What followed was another first, as Dean Reed conducted a virtual hooding ceremony. With the aid of technology and careful video editing, Dean Reed virtually-applied the DVM hood to each of the DVM graduates as their names were read and their likeness appeared on the screen. Simultaneously, a special family member or other loved one did the same in person at home, using the hood shipped to each graduate in their graduation package.
Words of congratulations from family, loved ones, faculty, and staff flowed across the Facebook Live chat window as the ceremony progressed. Then Dean Reed invited all the DVM graduates along with all other veterinarians participating in the virtual ceremony to stand and recite the Veterinarian’s Oath as a solemn promise to serve the animal kingdom and society.
Also during the program, graduates who won awards were recognized as their names and the awards they received were scrolled across the screen. Since typically the awards would have been presented at the Graduation Gala the evening before commencement, arrangements were made to fold that recognition into the Facebook Live Graduation Celebration. Additionally, several college faculty, residents, and interns, were honored with awards recognizing the impact they have had on the graduates and the patients they worked with during their fourth year. (Click here to view related story).
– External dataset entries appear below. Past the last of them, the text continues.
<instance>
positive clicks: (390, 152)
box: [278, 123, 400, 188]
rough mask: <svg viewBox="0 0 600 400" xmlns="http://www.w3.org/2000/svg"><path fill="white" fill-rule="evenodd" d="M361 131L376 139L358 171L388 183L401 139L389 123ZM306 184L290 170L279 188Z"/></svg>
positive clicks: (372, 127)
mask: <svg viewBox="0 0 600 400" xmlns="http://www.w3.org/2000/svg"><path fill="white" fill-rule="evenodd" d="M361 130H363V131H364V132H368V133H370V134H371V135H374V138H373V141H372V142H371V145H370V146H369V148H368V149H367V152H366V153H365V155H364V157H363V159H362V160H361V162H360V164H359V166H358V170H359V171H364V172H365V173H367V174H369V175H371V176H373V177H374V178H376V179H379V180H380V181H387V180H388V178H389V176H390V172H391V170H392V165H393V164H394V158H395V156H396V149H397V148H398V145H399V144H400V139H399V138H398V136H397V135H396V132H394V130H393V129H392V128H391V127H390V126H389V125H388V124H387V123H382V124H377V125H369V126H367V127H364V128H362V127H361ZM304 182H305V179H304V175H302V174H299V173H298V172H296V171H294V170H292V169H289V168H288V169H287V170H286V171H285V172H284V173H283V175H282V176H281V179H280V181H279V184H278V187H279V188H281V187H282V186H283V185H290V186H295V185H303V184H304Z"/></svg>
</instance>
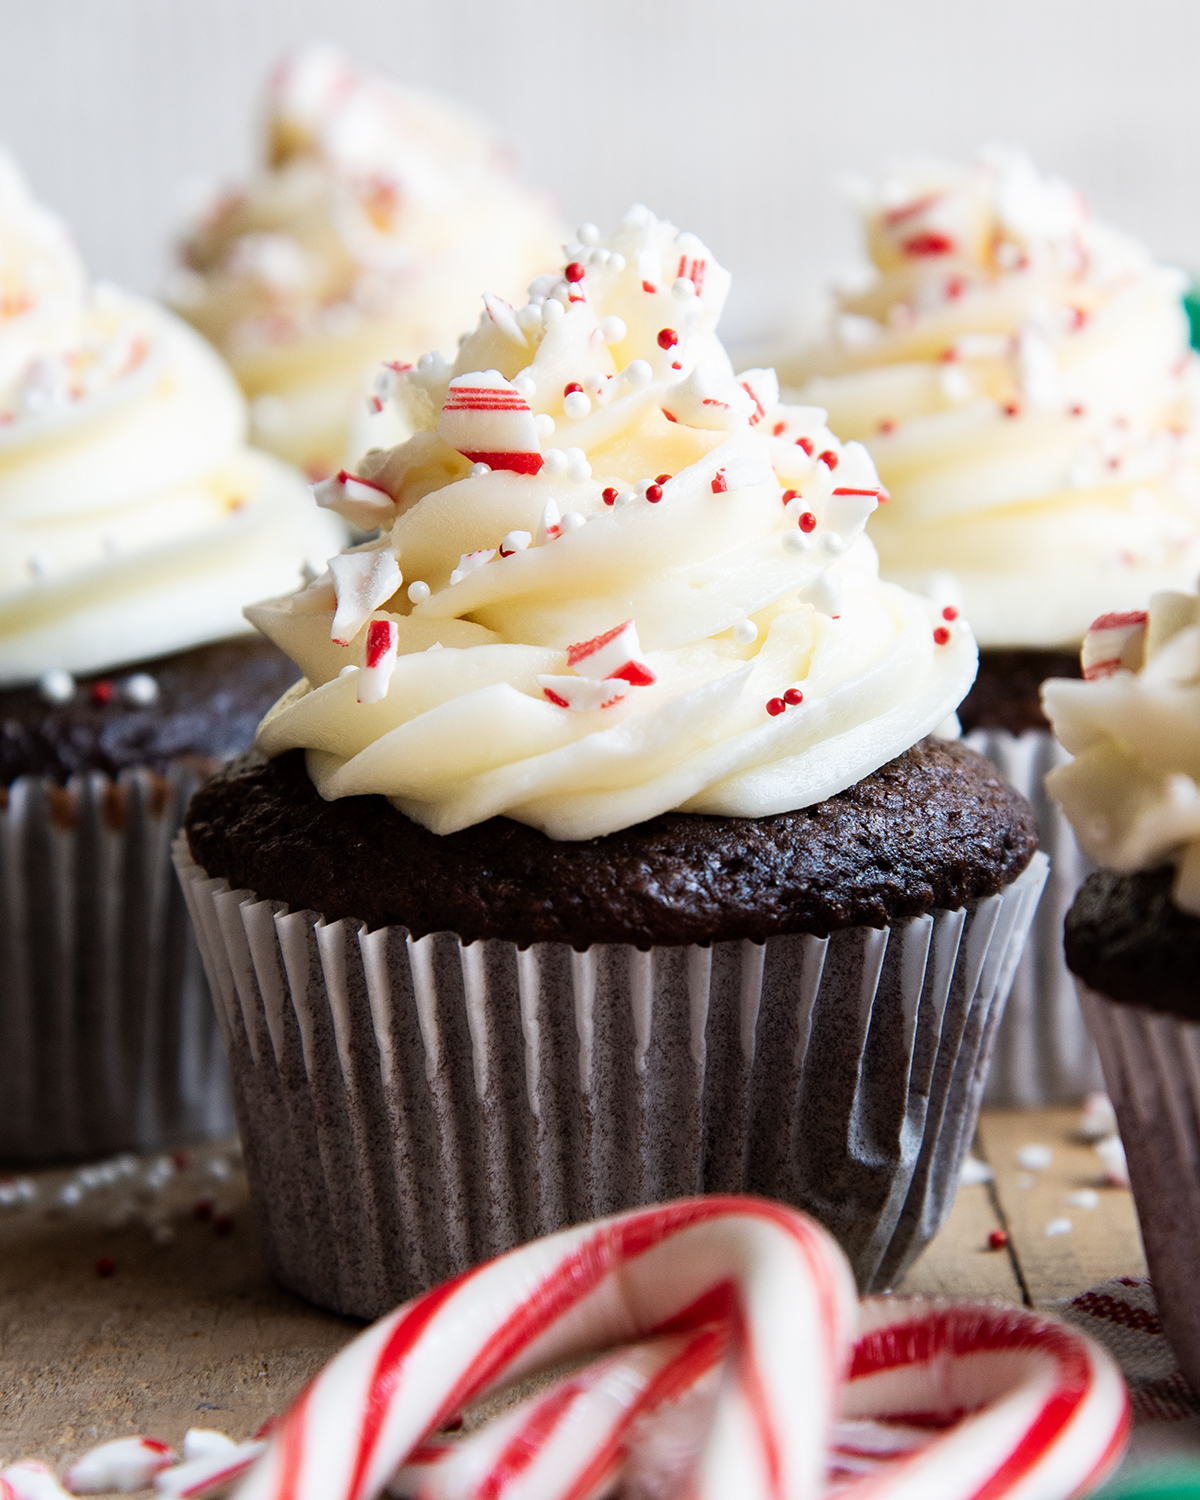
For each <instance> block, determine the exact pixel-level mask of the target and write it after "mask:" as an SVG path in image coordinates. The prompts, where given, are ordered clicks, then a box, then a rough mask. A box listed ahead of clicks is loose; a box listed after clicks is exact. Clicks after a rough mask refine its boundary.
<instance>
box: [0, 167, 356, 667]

The Graduation Celebration concluded with a celebratory toast, led by Dean Reed and joined by the graduates who all had received a bottle of sparkling cider in their graduation packages from the college. “We wanted to add an extra special ingredient to our program today, to add a dimension of reality to our virtual ceremony,” Dean Reed said as he raised his glass on screen. “I invite everyone gathered for this very important day in the lives of our newest graduates to please raise a toast to our graduates.” The program concluded with an opportunity for all the participants to stand and sing along with a recording of Hail Purdue!” Participation in the Facebook Live event peaked with 540 viewing accounts logged-on, and multiple people typically watching on each account. Congratulations PVM Class of 2020! And thank you to all the faculty and staff who organized PVM’s first-of-its-kind virtual commencement!